Sunday, April 18, 2021

Dia 18 de abril de 2020: Uma carta


Aldevan, Ana Carla, Kaina & Waina


Oi, eu não  sei se você  está  pescando lá  pelas bandas da Ilha Oscarina (Rio Negro), se você anda caçando ou andando de bicicleta.  Por onde está...

Nas "internets" e "redes sociais" deste outro plano de encantamento, não sei se você está acompanhando o que está  acontecendo pelas bandas de cá!!

As meninas e eu sempre falamos de você: quando assistimos a um filme; quando comemos peixe assado (e claro, nenhum é  igual  ao  seu); quando vemos alguma postagem sarcástica nas redes sociais; e sempre quando a campanhia toca por mais tempo do que deveria (pois você tinha mania de ficar segurando quando vinha nos visitar).

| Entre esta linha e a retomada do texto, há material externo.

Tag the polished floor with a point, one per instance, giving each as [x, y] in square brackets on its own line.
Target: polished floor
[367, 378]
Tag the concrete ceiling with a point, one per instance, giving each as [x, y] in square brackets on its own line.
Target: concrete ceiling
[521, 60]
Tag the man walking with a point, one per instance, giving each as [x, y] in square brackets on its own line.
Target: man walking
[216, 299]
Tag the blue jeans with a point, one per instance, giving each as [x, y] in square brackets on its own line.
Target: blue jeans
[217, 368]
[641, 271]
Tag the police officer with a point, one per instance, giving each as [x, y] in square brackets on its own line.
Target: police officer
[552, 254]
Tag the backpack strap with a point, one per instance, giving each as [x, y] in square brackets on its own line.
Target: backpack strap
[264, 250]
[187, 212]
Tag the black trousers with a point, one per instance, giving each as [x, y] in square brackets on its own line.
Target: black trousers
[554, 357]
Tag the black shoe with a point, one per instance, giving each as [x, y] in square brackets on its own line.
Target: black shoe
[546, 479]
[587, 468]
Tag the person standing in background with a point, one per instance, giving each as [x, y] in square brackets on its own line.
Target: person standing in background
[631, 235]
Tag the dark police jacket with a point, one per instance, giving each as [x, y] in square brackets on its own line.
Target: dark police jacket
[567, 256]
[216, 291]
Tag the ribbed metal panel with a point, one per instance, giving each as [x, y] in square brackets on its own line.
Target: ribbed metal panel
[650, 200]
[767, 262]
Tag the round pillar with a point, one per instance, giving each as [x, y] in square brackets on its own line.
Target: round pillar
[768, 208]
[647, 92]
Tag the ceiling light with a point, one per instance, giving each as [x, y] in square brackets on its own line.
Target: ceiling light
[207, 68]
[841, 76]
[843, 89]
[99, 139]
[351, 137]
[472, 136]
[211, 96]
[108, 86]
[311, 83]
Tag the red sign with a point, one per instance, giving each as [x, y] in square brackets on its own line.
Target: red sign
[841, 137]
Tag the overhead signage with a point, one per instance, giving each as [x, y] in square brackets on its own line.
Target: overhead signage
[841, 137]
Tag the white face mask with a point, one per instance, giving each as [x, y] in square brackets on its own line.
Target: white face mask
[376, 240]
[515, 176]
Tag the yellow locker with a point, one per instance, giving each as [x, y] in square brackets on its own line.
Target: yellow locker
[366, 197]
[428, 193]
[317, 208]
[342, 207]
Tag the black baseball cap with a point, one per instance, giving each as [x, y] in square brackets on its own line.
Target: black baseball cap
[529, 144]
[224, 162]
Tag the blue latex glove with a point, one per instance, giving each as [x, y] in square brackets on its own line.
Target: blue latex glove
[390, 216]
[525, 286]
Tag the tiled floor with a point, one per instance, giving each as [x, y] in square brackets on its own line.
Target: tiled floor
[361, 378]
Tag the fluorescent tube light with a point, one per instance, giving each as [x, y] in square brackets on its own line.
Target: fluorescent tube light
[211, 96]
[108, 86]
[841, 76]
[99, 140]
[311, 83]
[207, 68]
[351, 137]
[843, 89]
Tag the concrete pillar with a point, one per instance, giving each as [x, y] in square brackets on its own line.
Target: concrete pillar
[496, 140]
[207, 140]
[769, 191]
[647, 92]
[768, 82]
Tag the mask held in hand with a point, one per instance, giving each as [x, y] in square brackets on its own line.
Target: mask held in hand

Apesar do cansaço  mental, da sensação  de impotência  e das dores das perdas (e olha, foram muitas), estamos bem!!! MAS  o Brasil, o Brasil:

  • Você  ainda estava entre nós quando o Mandeta saiu do ministério. Mesmo neste cenário de pandemia, já estamos com o quarto Ministro da Saúde;
  • O perfil  dos doentes de covid mudou, os pacientes agora são mais jovens;
  • Mesmo depois de 1 ano, continuanos usando máscara, mas ainda  existem pessoas que não acreditam na importância de seu uso;
  • Ainda não podemos aglomerar, abraçar ou encontrar as pessoas que gostamos;
  • Perdão, as meninas e eu ainda não conseguimos abraçar Sr. Emílio, Dona Joana Brazao, nossos sobrinhos(as), Tania Elias, Maria do Socorro Elias, Magson Jesus. 

Encontrei André Brazão e Lindomar Brazão na comunidade indígena Parque das Tribos,  por meio de um projeto de pesquisa de que estou participando. 

Vi Solange Brazão e nos abraçamos com os olhos quando Joanita precisou ser internada quando Manaus sufocava por falta de oxigênio. 

Sim, no dia 14 de janeiro, aqui em Manaus, vivenciamos um cenário de horror... pacientes de Covid morreram por falta de oxigênio nos hospitais. E agora, tristemente o Brasil todo está passando por situações similares...

Hoje, Manaus vive uma "amnésia coletiva", parece que a pandemia acabou... e as pessoas insistem nas baladinhas. Por outro lado, os profissionais da saúde continuam tentando salvar vidas neste cenário caótico... mas saiba, eles estão exaustos e precisando de afeto e respeito. 

Como eu poderia esquecer??? A Ciência e os cientistas venceram o tempo!!! Ao mesmo tempo, ambos sofrem com o negacionismo e as fake news. Mas temos VACINAS!! Mesmo com um número pequeno, devido a um "probleminha de gestão e diplomacia". Apesar disso, o sistema SUS (para o qual você trabalhava) está dando seu melhor.

Kaina, Wina e eu, logo que você se encantou, fizemos 1000 tsurus de origami pela cura do mundo.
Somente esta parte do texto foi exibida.